The Wesleyan Quadrilateral: Scripture, Tradition, Reason, Experience

Ordained Minister, M.Div.
May 30, 2026
2 min read

Albert Outler coined the term 'Wesleyan Quadrilateral' in the 1960s to describe the four sources Wesley drew on in theological reflection: Scripture, tradition, reason, and experience. Though Wesley never used this term, Outler argued it accurately captured his method. The concept was later incorporated into the United Methodist Church's doctrinal standards in 1972 - and has been vigorously debated ever since.
Scripture: The Primary Source
For Wesley, Scripture was not one source among four equals. It was the primary, supreme, and norming authority. He called himself homo unius libri - a man of one book. The other three sources serve Scripture: they are lenses through which Scripture is read and applied, not independent authorities that can override it. A quadrilateral that treats all four sources as equal has distorted Wesley's actual method.

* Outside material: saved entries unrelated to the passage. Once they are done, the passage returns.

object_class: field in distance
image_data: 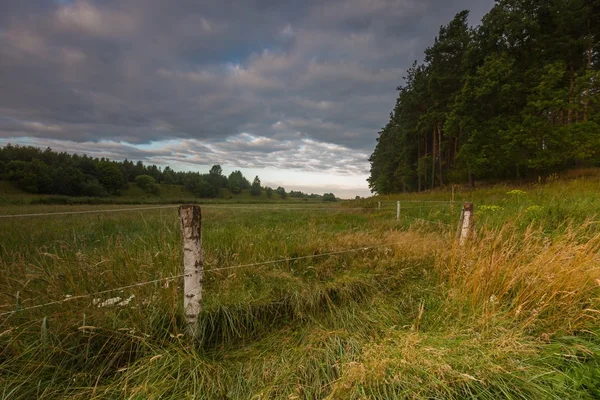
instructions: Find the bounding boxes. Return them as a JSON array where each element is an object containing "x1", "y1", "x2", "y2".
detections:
[{"x1": 1, "y1": 171, "x2": 600, "y2": 399}]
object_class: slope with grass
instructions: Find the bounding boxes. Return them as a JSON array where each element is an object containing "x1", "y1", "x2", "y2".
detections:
[{"x1": 1, "y1": 174, "x2": 600, "y2": 398}]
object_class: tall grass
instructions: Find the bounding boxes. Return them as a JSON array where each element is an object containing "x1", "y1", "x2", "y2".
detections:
[
  {"x1": 1, "y1": 177, "x2": 600, "y2": 398},
  {"x1": 441, "y1": 221, "x2": 600, "y2": 334}
]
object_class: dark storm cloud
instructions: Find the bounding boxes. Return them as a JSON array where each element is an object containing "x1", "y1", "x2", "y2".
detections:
[{"x1": 0, "y1": 0, "x2": 495, "y2": 163}]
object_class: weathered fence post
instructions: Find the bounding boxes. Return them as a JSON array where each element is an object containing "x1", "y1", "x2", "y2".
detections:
[
  {"x1": 179, "y1": 205, "x2": 203, "y2": 340},
  {"x1": 458, "y1": 202, "x2": 474, "y2": 246},
  {"x1": 396, "y1": 201, "x2": 401, "y2": 221},
  {"x1": 378, "y1": 201, "x2": 381, "y2": 211}
]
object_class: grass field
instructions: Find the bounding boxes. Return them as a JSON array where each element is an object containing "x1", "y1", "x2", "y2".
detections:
[{"x1": 1, "y1": 173, "x2": 600, "y2": 399}]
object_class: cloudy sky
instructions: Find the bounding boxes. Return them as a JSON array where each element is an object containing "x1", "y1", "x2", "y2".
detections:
[{"x1": 0, "y1": 0, "x2": 495, "y2": 198}]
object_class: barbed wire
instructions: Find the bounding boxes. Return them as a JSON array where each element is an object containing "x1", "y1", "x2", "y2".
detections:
[
  {"x1": 0, "y1": 205, "x2": 179, "y2": 218},
  {"x1": 374, "y1": 200, "x2": 457, "y2": 204},
  {"x1": 0, "y1": 241, "x2": 405, "y2": 317},
  {"x1": 399, "y1": 214, "x2": 453, "y2": 227},
  {"x1": 0, "y1": 203, "x2": 459, "y2": 218},
  {"x1": 0, "y1": 276, "x2": 184, "y2": 317},
  {"x1": 0, "y1": 197, "x2": 459, "y2": 317}
]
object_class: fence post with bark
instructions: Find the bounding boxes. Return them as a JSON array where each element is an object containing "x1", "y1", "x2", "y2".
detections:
[
  {"x1": 179, "y1": 205, "x2": 204, "y2": 340},
  {"x1": 457, "y1": 202, "x2": 474, "y2": 246}
]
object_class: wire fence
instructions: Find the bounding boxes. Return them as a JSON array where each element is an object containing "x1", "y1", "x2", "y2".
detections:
[
  {"x1": 0, "y1": 241, "x2": 405, "y2": 318},
  {"x1": 399, "y1": 214, "x2": 453, "y2": 227},
  {"x1": 0, "y1": 202, "x2": 457, "y2": 218},
  {"x1": 0, "y1": 200, "x2": 463, "y2": 319}
]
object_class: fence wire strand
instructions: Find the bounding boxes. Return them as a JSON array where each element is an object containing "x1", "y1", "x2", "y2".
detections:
[
  {"x1": 0, "y1": 241, "x2": 406, "y2": 317},
  {"x1": 399, "y1": 214, "x2": 453, "y2": 227},
  {"x1": 0, "y1": 203, "x2": 456, "y2": 218},
  {"x1": 1, "y1": 199, "x2": 462, "y2": 317}
]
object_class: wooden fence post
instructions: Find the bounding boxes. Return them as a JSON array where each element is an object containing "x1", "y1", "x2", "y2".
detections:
[
  {"x1": 458, "y1": 202, "x2": 474, "y2": 246},
  {"x1": 396, "y1": 201, "x2": 401, "y2": 221},
  {"x1": 179, "y1": 205, "x2": 203, "y2": 340},
  {"x1": 378, "y1": 201, "x2": 381, "y2": 211}
]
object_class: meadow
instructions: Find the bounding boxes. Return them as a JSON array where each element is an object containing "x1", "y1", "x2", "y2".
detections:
[{"x1": 1, "y1": 173, "x2": 600, "y2": 399}]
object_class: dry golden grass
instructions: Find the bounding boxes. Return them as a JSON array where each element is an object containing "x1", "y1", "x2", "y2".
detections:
[{"x1": 439, "y1": 221, "x2": 600, "y2": 334}]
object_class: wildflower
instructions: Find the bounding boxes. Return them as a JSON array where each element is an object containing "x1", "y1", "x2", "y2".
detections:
[{"x1": 479, "y1": 205, "x2": 504, "y2": 212}]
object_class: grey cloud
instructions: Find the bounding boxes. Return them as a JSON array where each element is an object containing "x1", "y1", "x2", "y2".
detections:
[{"x1": 0, "y1": 0, "x2": 495, "y2": 174}]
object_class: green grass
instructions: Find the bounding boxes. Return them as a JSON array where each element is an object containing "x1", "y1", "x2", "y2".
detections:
[{"x1": 1, "y1": 173, "x2": 600, "y2": 398}]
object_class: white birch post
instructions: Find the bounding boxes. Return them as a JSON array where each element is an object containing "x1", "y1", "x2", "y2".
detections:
[
  {"x1": 459, "y1": 202, "x2": 473, "y2": 246},
  {"x1": 396, "y1": 201, "x2": 401, "y2": 221},
  {"x1": 179, "y1": 205, "x2": 203, "y2": 340},
  {"x1": 378, "y1": 201, "x2": 381, "y2": 210}
]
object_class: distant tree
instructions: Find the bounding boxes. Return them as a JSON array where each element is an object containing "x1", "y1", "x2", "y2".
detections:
[
  {"x1": 147, "y1": 165, "x2": 163, "y2": 183},
  {"x1": 322, "y1": 193, "x2": 337, "y2": 202},
  {"x1": 250, "y1": 176, "x2": 262, "y2": 196},
  {"x1": 228, "y1": 170, "x2": 249, "y2": 194},
  {"x1": 121, "y1": 159, "x2": 131, "y2": 182},
  {"x1": 163, "y1": 166, "x2": 176, "y2": 184},
  {"x1": 51, "y1": 166, "x2": 86, "y2": 196},
  {"x1": 209, "y1": 165, "x2": 223, "y2": 176},
  {"x1": 8, "y1": 159, "x2": 52, "y2": 193},
  {"x1": 132, "y1": 161, "x2": 145, "y2": 180},
  {"x1": 194, "y1": 179, "x2": 215, "y2": 198},
  {"x1": 276, "y1": 186, "x2": 287, "y2": 199},
  {"x1": 266, "y1": 187, "x2": 273, "y2": 198},
  {"x1": 289, "y1": 190, "x2": 308, "y2": 198},
  {"x1": 208, "y1": 164, "x2": 227, "y2": 193},
  {"x1": 98, "y1": 162, "x2": 125, "y2": 194},
  {"x1": 75, "y1": 155, "x2": 99, "y2": 178},
  {"x1": 183, "y1": 174, "x2": 216, "y2": 198}
]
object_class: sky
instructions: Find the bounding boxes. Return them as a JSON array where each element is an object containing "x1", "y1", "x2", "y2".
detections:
[{"x1": 0, "y1": 0, "x2": 496, "y2": 198}]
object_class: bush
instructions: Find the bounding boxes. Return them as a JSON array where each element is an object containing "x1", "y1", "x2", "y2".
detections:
[
  {"x1": 81, "y1": 179, "x2": 109, "y2": 197},
  {"x1": 135, "y1": 175, "x2": 159, "y2": 195},
  {"x1": 194, "y1": 179, "x2": 216, "y2": 198},
  {"x1": 322, "y1": 193, "x2": 337, "y2": 202}
]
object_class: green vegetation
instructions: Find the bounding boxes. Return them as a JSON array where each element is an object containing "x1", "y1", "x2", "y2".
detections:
[
  {"x1": 1, "y1": 173, "x2": 599, "y2": 398},
  {"x1": 369, "y1": 0, "x2": 600, "y2": 194},
  {"x1": 0, "y1": 145, "x2": 333, "y2": 202},
  {"x1": 250, "y1": 176, "x2": 262, "y2": 196}
]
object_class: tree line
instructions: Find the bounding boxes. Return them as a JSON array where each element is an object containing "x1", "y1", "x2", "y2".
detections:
[
  {"x1": 368, "y1": 0, "x2": 600, "y2": 194},
  {"x1": 0, "y1": 144, "x2": 334, "y2": 200}
]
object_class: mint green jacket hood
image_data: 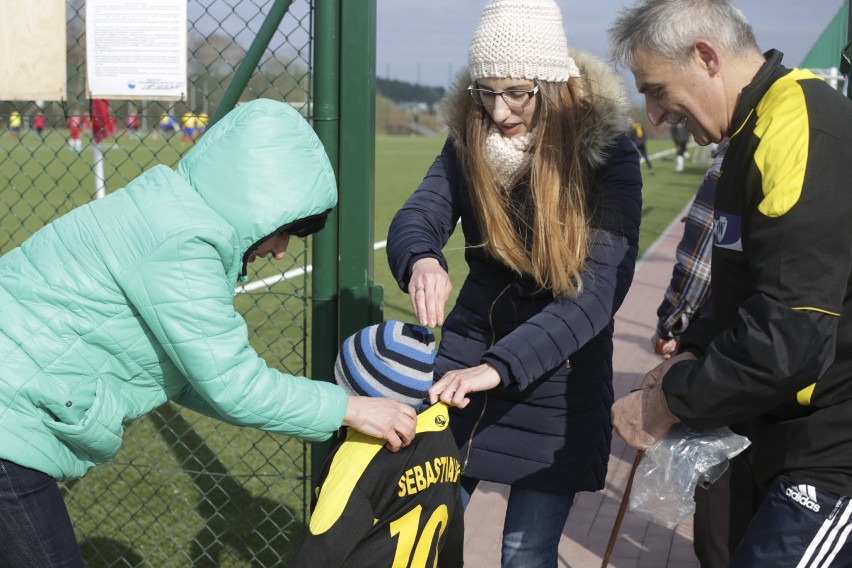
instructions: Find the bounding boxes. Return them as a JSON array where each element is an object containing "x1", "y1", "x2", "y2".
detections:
[
  {"x1": 177, "y1": 99, "x2": 336, "y2": 280},
  {"x1": 0, "y1": 100, "x2": 346, "y2": 480}
]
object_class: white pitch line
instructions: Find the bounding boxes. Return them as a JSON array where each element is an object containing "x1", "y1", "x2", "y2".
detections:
[{"x1": 234, "y1": 240, "x2": 388, "y2": 294}]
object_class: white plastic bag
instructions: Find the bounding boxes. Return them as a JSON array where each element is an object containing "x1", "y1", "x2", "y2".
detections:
[{"x1": 628, "y1": 423, "x2": 750, "y2": 529}]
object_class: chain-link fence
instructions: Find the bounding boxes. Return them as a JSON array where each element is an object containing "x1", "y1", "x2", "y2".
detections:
[{"x1": 1, "y1": 1, "x2": 323, "y2": 565}]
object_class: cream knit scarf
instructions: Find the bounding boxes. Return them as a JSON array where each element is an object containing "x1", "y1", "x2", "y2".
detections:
[{"x1": 484, "y1": 125, "x2": 536, "y2": 191}]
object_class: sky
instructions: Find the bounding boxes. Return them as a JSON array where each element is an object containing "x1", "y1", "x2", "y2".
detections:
[{"x1": 376, "y1": 0, "x2": 847, "y2": 97}]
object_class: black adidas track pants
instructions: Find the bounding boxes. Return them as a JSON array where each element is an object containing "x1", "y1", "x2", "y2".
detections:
[{"x1": 731, "y1": 477, "x2": 852, "y2": 567}]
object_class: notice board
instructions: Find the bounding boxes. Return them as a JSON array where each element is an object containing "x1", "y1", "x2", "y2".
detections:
[
  {"x1": 86, "y1": 0, "x2": 187, "y2": 100},
  {"x1": 0, "y1": 0, "x2": 67, "y2": 101}
]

Tradition: The Witness of the Church
Wesley was deeply learned in the early church fathers and drew heavily on the Eastern tradition's emphasis on theosis and the Western tradition's emphasis on grace. Tradition is the accumulated wisdom of the Church's interpretation of Scripture. It cannot overrule Scripture (pace Rome), but it is a powerful check against novelty. If your reading of a text has never occurred to any Christian in 2,000 years, that should give you pause.
Reason: The Tool of Interpretation
Reason for Wesley is not rationalism. It is not the authority of autonomous human logic standing over Scripture. It is the God-given capacity to read texts carefully, follow arguments, and avoid internal contradictions. Theological claims must be internally coherent. Wesley was contemptuous of mysticism that gloried in paradox for its own sake. Faith seeks understanding.
Experience: The Confirming Witness
Experience is perhaps the most frequently misused source. Wesley meant the inner witness of the Holy Spirit confirming the truths of Scripture - what he called the direct witness of the Spirit that we are children of God (Romans 8:16). He emphatically did not mean personal feelings as a ground for revising doctrine. Experience confirms Scripture; it does not supplement it.
Used rightly, the Quadrilateral is a helpful description of how all thoughtful theologians work. Used wrongly, it becomes a license to dismiss inconvenient biblical texts by appealing to experience or contemporary reason. Wesley himself would have recognized the latter as a betrayal of his method - he placed Scripture first not as a formality but as a conviction.